Video
VIDEO Nelayan Aceh Singkil Panen Ikan Talang, Diolah Jadi Asin Agar Harga Meningkat
Ikan yang dalam bahasa ilmiah disebut scomberoides iysan itu, ditangkap dengan cara dijaring di sekitar karang.
Penulis: Dede Rosadi | Editor: Hari Mahardhika
Laporan: Dede Rosadi | Aceh Singkil
SERAMBINEWS.COM, SINGKIL - Nelayan Aceh Singkil, panen ikan talang-talang, setelah selama dua hari libur melaut akibat hujan dan gelombang tinggi.
Ikan yang dalam bahasa ilmiah disebut scomberoides iysan itu, ditangkap dengan cara dijaring di sekitar karang.
Soal harga, ikan talang segar harganya termasuk murah, hanya Rp 15.000 per kilogram di tingkat pengepul.
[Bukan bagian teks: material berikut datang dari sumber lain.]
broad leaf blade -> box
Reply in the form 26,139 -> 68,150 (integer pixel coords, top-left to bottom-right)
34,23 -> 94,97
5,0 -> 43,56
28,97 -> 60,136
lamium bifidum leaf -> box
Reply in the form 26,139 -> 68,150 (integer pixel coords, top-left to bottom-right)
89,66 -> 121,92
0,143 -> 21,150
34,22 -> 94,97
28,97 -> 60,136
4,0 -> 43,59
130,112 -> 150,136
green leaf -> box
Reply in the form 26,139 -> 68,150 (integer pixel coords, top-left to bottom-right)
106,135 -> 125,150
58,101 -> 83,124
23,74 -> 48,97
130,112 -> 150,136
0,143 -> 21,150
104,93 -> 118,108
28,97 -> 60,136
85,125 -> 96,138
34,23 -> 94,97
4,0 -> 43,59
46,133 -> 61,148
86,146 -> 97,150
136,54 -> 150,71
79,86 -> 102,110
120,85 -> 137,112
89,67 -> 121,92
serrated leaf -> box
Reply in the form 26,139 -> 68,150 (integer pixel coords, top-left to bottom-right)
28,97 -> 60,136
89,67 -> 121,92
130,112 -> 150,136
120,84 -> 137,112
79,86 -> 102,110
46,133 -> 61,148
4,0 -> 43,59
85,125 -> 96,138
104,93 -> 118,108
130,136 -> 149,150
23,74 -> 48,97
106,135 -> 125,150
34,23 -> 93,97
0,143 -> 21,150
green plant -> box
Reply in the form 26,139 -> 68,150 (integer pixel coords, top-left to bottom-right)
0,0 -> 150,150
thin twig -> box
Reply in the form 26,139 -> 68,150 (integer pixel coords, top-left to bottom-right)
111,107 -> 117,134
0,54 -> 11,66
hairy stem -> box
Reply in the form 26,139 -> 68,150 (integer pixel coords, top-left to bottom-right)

Untuk siasati murahnya ikan talang basah, nelayan mengolahnya menjadi ikan asin. Apalagi prosesnya tidak membutuhkan banyak biaya dan tenaga.
Ikan talang cukup dibelah, dibersihkan dan ditaburi garam lalu jemur di terik matahari selama dua hari.
Setelah menjadi ikan asin, talang dihargai Rp 50 ribu per kilogram di tingkat pedagang eceran.
Sementara kalau beli langsung ke nelayan, cukup membayar Rp 35 ribu per kilogram.
Bagi kaum ibu rumah tangga di Aceh Singkil, ikan asin talang memang menjadi favorit.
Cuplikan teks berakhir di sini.